So after thinking about it for a while I've actually decided on the direction I want to to go with the combat system (inspired by Kevin Jiang).
It's going to be entirely grid based, similar to Fire Emblem, but instead of moving your characters and attacking one by one, you have to assign each and every character's moves before they are executed in sequence at the end of your turn. I think this is more realistic tactically because in an actual fight everyone would be moving at once, and would have no knowledge of how their teammates are faring at each moment.
For example, with hard enemies, you have to send as many characters as you think it will take to defeat it. If the first 3 kill it, one wouldn't be needed, but if 4 wasn't enough, you have to face the consequences. This is more realistic and also forces the player to think ahead and make more tactical choices.
Also the use of character skills will be highly integrated into the combat map. For example a skill may allow a character to move more spaces during a turn, attack through an enemy or object, heal, change the range of an attack, manipulate or pass terrain obstacles, push enemies back, modify certain stats for a period of time, modify counterattacking abilities, etc.
Each turn characters will have a certain amount of skill power to spend, to normalize skill use.
Characters can choose to defend during a turn.
I did away with the pokemon/final fantasy type battles where both sides just stand there and you pick attacks to throw at each other.

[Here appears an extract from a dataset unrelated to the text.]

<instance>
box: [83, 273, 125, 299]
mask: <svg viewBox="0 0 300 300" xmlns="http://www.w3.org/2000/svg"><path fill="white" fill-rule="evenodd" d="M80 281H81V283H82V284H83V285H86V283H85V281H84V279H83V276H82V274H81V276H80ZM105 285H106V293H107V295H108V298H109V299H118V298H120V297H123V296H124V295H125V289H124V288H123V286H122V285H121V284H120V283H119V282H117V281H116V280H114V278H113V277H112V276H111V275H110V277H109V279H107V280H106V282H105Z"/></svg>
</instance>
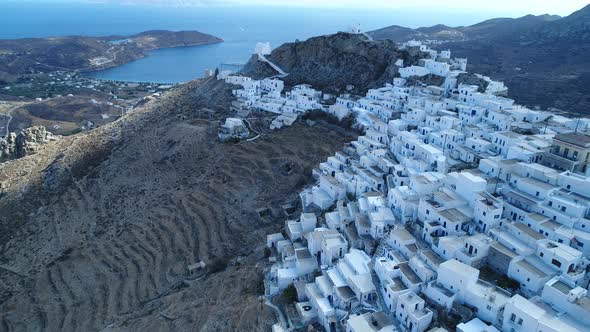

I find that kind of mindless and much more conducive to annoying tedious grinding. This is going to be more like turn based strategy fighting.
Combat scenarios will be entered in two ways:
A) on the world map, in areas where the player can encounter enemies, combat begins by focusing in on a (randomly generated?) character-scale map (meaning the character is actually proper size compared to stuff as opposed to the world map where the character sprite will be the same size as a city when traveling). Enemies will be loaded and then you kill them in a turn based strategy type thing.
B) on any given map, a trigger on a tile or area can prompt combat, maybe with a cut scene.